ChunyuanLI / Optimus

Optimus: the first large-scale pre-trained VAE language model
368 stars 37 forks source link

DailyDialogue dataset #13

Open Rabona17 opened 3 years ago

Rabona17 commented 3 years ago

Where can I get the preprocessed dailydialog dataset used for spacefusion pretraining code? Any suggestion on how to preprocess the original dailydialog would be appreciated! Thanks

ChunyuanLI commented 3 years ago

I don't have the spacefusion pre-training code. On dailydialog dataset, we keep the history of a fixed sequence length. We tried to follow the original paper setting:

https://github.com/golsun/SpaceFusion

Rabona17 commented 3 years ago

Thanks, so where can I get the daily dialog dataset you used in run_dialog_spacefusion.sh (../data/datasets/dailydialog_data/train.txt)? Or should I preprocess it myself?

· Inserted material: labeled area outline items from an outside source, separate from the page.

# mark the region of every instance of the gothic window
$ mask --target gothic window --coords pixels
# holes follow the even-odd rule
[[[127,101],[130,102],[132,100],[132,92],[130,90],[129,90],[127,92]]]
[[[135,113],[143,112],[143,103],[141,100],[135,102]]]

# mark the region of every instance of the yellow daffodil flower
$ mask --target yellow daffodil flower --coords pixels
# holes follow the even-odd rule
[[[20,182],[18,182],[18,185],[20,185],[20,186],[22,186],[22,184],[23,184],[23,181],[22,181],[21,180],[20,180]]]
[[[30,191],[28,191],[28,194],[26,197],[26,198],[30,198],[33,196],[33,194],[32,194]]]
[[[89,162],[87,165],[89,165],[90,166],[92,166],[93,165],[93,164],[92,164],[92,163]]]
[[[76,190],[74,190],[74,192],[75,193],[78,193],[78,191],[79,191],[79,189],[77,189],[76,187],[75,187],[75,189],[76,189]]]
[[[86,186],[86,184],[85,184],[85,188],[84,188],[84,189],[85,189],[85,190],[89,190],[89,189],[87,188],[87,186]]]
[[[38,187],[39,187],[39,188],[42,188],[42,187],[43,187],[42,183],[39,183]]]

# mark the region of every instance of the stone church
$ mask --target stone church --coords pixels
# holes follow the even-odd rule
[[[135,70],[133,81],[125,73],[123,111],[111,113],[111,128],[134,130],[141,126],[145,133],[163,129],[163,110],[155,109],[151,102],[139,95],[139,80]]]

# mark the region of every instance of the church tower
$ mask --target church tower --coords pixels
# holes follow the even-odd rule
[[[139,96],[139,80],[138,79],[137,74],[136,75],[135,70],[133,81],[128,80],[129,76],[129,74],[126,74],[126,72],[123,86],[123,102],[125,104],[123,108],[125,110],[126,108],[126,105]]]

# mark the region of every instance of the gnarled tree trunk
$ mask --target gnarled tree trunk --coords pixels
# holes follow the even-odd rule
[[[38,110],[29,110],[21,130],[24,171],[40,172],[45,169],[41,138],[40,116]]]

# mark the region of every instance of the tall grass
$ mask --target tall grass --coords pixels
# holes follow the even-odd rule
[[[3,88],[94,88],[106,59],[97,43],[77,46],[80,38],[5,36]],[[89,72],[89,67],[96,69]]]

ChunyuanLI commented 3 years ago

I'm afraid you have to pre-process it on your own.

Rabona17 commented 3 years ago

Sure, so for DailyDialog, since spacefusion doesn't provide any preprocessing code for the dataset, what criteria did you use for src and trgt, or what procedure did you use to split the original dailydialog in to src and trgt? Thanks in advance!